The message: we will lend if you want us to, but we still see this as an extremely risky market.

And this is just for the first two years of a seven-year scheme. We have no idea what sort of interest rates will be offered in a couple of years’ time, especially if house prices fall and the lender is looking at a negative equity loan.

HSBC is planning to make borrowers acknowledge a repayment illustration showing what their increased monthly repayments will be when interest rates rise.

This all feels like a step back to 2007, only now it is the government ostensibly taking the risk with taxpayers’ money whereas then it was lenders taking the risk with what turned out to be taxpayers’ money.

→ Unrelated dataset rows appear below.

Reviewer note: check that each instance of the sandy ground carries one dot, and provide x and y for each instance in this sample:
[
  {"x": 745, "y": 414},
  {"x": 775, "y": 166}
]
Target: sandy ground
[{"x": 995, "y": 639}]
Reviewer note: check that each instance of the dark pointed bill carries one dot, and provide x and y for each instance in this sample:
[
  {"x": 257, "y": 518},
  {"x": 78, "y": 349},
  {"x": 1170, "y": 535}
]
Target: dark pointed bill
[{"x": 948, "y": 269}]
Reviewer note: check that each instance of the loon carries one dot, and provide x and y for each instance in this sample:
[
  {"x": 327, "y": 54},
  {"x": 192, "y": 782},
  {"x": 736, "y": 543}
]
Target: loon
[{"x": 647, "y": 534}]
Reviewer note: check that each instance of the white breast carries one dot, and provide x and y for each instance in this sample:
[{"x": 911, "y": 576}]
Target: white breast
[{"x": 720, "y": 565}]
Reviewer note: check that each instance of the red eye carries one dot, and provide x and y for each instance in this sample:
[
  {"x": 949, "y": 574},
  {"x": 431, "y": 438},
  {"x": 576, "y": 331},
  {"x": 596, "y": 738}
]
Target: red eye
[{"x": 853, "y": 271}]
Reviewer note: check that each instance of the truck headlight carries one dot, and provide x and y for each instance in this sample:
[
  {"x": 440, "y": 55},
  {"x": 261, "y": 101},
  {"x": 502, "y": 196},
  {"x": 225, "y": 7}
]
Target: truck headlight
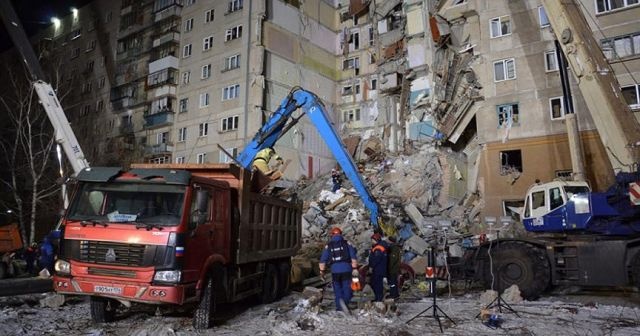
[
  {"x": 168, "y": 276},
  {"x": 62, "y": 267}
]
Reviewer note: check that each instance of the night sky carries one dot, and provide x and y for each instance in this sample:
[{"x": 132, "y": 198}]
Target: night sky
[{"x": 36, "y": 14}]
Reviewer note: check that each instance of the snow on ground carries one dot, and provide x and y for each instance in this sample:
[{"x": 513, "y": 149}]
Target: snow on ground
[{"x": 22, "y": 315}]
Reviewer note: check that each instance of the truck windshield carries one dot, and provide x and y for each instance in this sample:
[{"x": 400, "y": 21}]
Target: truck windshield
[{"x": 128, "y": 203}]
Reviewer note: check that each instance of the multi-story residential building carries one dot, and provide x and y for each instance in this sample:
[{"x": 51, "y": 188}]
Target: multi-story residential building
[{"x": 498, "y": 85}]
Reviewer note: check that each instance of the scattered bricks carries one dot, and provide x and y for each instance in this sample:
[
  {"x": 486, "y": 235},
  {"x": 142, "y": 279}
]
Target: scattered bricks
[
  {"x": 416, "y": 244},
  {"x": 418, "y": 264}
]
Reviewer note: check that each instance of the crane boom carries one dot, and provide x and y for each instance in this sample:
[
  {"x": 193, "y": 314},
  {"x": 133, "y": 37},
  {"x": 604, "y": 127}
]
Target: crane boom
[
  {"x": 281, "y": 121},
  {"x": 63, "y": 133},
  {"x": 618, "y": 128}
]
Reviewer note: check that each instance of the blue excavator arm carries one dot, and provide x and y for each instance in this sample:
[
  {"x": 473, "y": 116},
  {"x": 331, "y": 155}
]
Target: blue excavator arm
[{"x": 281, "y": 121}]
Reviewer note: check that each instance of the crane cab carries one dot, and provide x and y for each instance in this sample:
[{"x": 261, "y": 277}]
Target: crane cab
[{"x": 557, "y": 206}]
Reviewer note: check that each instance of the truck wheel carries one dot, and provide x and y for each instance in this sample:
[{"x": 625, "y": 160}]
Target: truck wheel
[
  {"x": 269, "y": 284},
  {"x": 284, "y": 279},
  {"x": 103, "y": 310},
  {"x": 521, "y": 264},
  {"x": 3, "y": 270},
  {"x": 203, "y": 316}
]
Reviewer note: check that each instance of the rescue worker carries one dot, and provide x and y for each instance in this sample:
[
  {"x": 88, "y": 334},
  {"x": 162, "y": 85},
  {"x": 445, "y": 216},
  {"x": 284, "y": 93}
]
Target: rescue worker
[
  {"x": 394, "y": 253},
  {"x": 342, "y": 258},
  {"x": 30, "y": 257},
  {"x": 46, "y": 255},
  {"x": 336, "y": 179},
  {"x": 261, "y": 161},
  {"x": 378, "y": 266}
]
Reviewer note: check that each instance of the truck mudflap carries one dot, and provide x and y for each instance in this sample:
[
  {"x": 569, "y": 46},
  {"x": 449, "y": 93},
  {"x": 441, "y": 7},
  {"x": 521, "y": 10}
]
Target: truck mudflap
[{"x": 136, "y": 292}]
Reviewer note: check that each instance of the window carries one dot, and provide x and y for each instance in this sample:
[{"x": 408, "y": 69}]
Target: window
[
  {"x": 207, "y": 43},
  {"x": 556, "y": 107},
  {"x": 603, "y": 6},
  {"x": 621, "y": 46},
  {"x": 229, "y": 123},
  {"x": 504, "y": 70},
  {"x": 182, "y": 134},
  {"x": 231, "y": 92},
  {"x": 543, "y": 19},
  {"x": 188, "y": 25},
  {"x": 232, "y": 62},
  {"x": 224, "y": 158},
  {"x": 550, "y": 61},
  {"x": 206, "y": 71},
  {"x": 354, "y": 41},
  {"x": 631, "y": 95},
  {"x": 351, "y": 63},
  {"x": 351, "y": 115},
  {"x": 208, "y": 16},
  {"x": 508, "y": 115},
  {"x": 510, "y": 162},
  {"x": 186, "y": 51},
  {"x": 91, "y": 46},
  {"x": 501, "y": 26},
  {"x": 555, "y": 198},
  {"x": 204, "y": 99},
  {"x": 235, "y": 5},
  {"x": 186, "y": 77},
  {"x": 233, "y": 33},
  {"x": 184, "y": 105},
  {"x": 203, "y": 129},
  {"x": 201, "y": 158}
]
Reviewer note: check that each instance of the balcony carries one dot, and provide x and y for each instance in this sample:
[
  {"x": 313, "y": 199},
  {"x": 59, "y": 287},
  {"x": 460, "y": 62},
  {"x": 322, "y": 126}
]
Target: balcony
[
  {"x": 171, "y": 37},
  {"x": 165, "y": 148},
  {"x": 162, "y": 118},
  {"x": 167, "y": 13}
]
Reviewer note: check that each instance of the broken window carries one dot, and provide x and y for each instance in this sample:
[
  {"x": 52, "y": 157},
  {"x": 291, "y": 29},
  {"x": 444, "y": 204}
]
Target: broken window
[
  {"x": 556, "y": 107},
  {"x": 631, "y": 95},
  {"x": 543, "y": 19},
  {"x": 508, "y": 115},
  {"x": 510, "y": 162},
  {"x": 501, "y": 26},
  {"x": 550, "y": 61},
  {"x": 504, "y": 70}
]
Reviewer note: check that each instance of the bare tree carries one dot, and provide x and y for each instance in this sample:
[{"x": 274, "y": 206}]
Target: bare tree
[{"x": 27, "y": 149}]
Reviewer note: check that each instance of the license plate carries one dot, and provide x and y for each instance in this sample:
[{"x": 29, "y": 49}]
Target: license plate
[{"x": 107, "y": 290}]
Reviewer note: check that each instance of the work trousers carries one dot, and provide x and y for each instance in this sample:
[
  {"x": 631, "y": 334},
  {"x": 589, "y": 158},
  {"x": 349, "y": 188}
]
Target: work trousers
[{"x": 377, "y": 286}]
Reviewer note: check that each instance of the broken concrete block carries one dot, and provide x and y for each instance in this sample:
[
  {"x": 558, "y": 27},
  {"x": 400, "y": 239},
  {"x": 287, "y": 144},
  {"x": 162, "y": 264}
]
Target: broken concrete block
[
  {"x": 512, "y": 294},
  {"x": 52, "y": 301},
  {"x": 418, "y": 264},
  {"x": 416, "y": 244}
]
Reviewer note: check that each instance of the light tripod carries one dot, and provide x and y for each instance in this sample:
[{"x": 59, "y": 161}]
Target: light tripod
[
  {"x": 498, "y": 301},
  {"x": 432, "y": 279}
]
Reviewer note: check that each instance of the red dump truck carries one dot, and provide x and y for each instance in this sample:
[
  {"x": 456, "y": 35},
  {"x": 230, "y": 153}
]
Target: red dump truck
[{"x": 175, "y": 234}]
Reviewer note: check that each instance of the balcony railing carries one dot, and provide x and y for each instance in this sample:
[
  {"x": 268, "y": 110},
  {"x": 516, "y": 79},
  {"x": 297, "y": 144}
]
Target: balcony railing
[
  {"x": 162, "y": 118},
  {"x": 165, "y": 148}
]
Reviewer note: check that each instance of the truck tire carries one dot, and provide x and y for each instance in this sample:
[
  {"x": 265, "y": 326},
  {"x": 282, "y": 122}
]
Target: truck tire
[
  {"x": 521, "y": 264},
  {"x": 269, "y": 284},
  {"x": 284, "y": 278},
  {"x": 203, "y": 316},
  {"x": 103, "y": 310}
]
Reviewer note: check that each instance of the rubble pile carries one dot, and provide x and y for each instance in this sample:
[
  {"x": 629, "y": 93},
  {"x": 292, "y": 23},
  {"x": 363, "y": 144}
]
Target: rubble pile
[{"x": 409, "y": 189}]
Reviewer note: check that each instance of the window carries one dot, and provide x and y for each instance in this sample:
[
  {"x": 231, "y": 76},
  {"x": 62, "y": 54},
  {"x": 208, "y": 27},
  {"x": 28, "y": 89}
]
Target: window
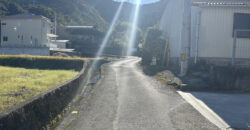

The scheme could hurt potential buyers who have saved hard to build a decent deposit and will now find themselves competing against those with government-backed loans. And if, as some predict, prices fall then lenders, borrowers and taxpayers could all lose out as they share the pain on repossessed properties that are sold for a loss.

I’m all for youngsters getting on to the property ladder, but I hope that those who become involved in this scheme are fully aware of the risks they are taking.


Better way for consumers

How do I find a good financial adviser? It is one of the more common questions to crop up in my mailbag – and it is one of the most difficult to answer.

Often the request is triggered by a life event such as retirement or an inheritance: few people wake up one morning and decide they need a financial adviser in their life. I ask the question because Unbiased plans to revamp the consumer section of its website but this will not include any ability for consumers to rate an adviser.